8 Aralık 2011 Perşembe

michael sikkofield sendromu



"kimim öldü ben de bilmiyorum" dedim.Sahi Michael'la aynı hisleri taşıyorduk.
Adamın babası ölmüş üç yıl önce.Benim boşluğum neydi göremiyorum.hergün milletle
geyik yapıp gülüyorum sonra odama geçip bilmediğim bir kimsemin ardından ağlıyorum.
kişiler sebepler bazen sadece sıkıntıma kılıf.neden yas tutuyorum?
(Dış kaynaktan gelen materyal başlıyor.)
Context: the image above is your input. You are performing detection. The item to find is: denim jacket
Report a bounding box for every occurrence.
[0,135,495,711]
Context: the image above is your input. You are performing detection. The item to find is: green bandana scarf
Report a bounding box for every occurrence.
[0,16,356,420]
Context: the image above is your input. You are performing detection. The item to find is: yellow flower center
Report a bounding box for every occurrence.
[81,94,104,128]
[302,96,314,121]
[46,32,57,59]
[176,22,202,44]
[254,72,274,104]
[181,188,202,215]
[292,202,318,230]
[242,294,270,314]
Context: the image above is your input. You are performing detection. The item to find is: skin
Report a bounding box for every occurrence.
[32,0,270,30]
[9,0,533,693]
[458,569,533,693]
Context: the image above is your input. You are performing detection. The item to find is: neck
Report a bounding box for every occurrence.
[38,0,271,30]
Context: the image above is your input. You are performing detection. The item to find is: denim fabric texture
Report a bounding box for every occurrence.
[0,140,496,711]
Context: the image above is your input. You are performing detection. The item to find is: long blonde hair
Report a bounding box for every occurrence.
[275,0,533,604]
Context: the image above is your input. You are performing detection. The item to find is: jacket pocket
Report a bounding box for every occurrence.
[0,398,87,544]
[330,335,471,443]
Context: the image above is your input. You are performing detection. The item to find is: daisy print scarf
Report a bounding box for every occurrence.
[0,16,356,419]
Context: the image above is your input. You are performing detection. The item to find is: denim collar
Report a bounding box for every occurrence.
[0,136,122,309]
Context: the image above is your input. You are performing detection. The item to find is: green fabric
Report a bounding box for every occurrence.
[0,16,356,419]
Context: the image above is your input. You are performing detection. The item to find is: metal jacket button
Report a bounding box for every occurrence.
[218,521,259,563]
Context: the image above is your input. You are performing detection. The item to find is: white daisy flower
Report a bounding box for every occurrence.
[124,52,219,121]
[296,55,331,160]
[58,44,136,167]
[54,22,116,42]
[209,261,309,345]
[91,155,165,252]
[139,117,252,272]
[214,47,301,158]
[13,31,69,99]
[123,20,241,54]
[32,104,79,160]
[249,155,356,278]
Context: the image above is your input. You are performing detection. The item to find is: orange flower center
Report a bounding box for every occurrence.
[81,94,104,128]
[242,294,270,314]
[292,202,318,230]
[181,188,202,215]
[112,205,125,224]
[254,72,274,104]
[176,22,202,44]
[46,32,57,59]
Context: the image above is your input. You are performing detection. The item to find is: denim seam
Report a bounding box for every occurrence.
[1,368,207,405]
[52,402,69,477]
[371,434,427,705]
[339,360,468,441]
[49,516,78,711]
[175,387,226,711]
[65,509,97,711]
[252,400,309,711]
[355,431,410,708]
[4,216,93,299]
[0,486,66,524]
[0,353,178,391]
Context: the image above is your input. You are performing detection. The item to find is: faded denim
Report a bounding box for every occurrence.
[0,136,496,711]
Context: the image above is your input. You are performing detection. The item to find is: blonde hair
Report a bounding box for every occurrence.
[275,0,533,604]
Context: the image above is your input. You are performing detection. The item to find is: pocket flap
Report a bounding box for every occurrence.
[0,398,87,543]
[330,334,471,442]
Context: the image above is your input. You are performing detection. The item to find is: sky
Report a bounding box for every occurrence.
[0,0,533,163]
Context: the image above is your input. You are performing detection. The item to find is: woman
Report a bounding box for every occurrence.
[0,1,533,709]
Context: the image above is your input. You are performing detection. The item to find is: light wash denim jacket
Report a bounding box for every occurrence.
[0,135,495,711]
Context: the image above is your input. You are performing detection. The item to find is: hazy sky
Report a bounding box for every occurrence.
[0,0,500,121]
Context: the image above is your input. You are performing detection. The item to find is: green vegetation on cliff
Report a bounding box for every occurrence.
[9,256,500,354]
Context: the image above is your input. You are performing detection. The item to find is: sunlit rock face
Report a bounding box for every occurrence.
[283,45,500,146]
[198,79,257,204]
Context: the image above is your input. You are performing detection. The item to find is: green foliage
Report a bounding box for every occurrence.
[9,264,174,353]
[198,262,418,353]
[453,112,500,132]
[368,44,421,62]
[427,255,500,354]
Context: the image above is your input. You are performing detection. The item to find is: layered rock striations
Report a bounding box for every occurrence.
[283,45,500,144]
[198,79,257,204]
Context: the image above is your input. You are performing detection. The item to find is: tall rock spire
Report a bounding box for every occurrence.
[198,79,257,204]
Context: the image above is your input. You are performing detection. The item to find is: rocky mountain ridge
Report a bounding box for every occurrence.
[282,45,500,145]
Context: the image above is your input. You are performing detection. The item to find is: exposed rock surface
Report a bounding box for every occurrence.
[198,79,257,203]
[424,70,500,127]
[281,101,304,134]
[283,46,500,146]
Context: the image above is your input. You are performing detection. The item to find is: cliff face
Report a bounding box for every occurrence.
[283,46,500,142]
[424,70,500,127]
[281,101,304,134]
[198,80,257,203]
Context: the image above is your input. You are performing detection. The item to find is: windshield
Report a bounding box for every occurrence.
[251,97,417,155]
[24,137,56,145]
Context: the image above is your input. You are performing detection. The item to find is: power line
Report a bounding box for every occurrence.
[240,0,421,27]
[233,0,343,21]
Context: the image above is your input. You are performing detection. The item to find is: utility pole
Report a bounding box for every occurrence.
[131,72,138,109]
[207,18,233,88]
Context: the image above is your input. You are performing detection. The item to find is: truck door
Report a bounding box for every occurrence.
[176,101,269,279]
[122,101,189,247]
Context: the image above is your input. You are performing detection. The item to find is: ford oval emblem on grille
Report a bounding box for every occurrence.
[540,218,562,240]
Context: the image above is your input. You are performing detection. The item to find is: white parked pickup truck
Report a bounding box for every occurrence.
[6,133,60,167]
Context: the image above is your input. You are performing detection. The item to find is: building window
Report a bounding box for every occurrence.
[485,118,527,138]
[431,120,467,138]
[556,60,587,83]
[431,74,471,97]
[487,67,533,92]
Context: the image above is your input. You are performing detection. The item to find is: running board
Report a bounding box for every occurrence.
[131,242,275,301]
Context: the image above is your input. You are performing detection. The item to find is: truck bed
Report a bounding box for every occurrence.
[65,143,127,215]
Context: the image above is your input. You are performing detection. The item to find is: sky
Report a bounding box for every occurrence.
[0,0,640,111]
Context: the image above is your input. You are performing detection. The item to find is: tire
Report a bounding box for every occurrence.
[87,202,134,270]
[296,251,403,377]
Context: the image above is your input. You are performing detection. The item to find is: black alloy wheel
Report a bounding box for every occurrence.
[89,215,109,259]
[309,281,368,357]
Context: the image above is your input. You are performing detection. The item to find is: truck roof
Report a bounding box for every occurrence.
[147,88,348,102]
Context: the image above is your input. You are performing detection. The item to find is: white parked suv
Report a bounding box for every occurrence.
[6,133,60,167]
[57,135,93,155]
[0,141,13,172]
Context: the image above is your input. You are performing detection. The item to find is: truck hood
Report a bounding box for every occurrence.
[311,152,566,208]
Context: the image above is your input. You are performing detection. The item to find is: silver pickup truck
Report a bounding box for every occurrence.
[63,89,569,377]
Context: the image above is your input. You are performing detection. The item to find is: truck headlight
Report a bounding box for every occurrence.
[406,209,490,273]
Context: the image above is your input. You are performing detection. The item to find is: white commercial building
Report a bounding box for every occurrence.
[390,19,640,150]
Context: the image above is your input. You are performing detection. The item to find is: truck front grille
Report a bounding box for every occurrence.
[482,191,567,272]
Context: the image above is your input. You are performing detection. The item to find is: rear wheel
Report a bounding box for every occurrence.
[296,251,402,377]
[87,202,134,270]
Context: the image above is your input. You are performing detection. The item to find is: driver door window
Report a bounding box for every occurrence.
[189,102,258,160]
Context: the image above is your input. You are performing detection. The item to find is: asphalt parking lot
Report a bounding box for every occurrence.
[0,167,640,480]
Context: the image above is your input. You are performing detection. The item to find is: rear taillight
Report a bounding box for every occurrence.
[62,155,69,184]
Evet ilk kez bir kaç ay önce gerçekleştirmeyi aklımından ucundan uçurtmadığım intihar
kanıma girdi.öyle çok istedim ki, ölmüş gibi hissederek bir iki saniye huzura eriyordum.
Şimdi şuracıkta alsam kendi canımı,kim içten üzülür,kim ağlar lan! bir ailem var.
çok sıkılıyorum çok...

5 Aralık 2011 Pazartesi

secret window

Karşı pencerenin ışığı yanıp söndü.sonra bir kez daha.Baktım,öylece; belki de işaretin
muhattabı bendim.Ya tabi!"ve 30 ampere akım taşımaktadır.Bu telin bir noktasındaki
potansiyel..."Evet!Işık tekrar yanıp söndü,sonra bir kez daha.Baktım,düşündüm..."250 volt
ise akım doğrultusunda...".Kapatılan ışıktan geriye tek pencereden zoraki,loş bir ışık
kalıyordu.Ve sonra biri bütün binayı karanlığa boğuyor,saniyeler sonra tekrar loş
ışık.Oraya baktığım sürece aydınlıktan arta kalan bu ışık demetiyle ödüllendiriliyordum.
İşte bana kendini gösteriyor!Artık daha fazla karartmayacaktı ortalığı.İncecik;sıskaydı.
Ah direk bana bakmasaydı anlayacaktım!Bir kadın!Beni duyuyormuşçasına soluna dönmeseydi
keşke..şimdi ışık yüzüne vuruyor;bütün hatlarını izlettiriyordu.oğlan çocuğu gibi kesilmiş,
kısa dağınık saçları vardı.Eline bir kitap almış onu inceliyordu.Kafasını kaldırıp tekrar 
bana baktı,arkasını döndü;beni karanlıkta bıraktı.


Ama biliyorum.Orada kimse yaşamıyor bile.Karşı pencere.İstediğimiz gibi ne yakın ne de 
uzak.Ama orada.O mesafede.İşte bu yüzden hep oradalar;karşı pencerede.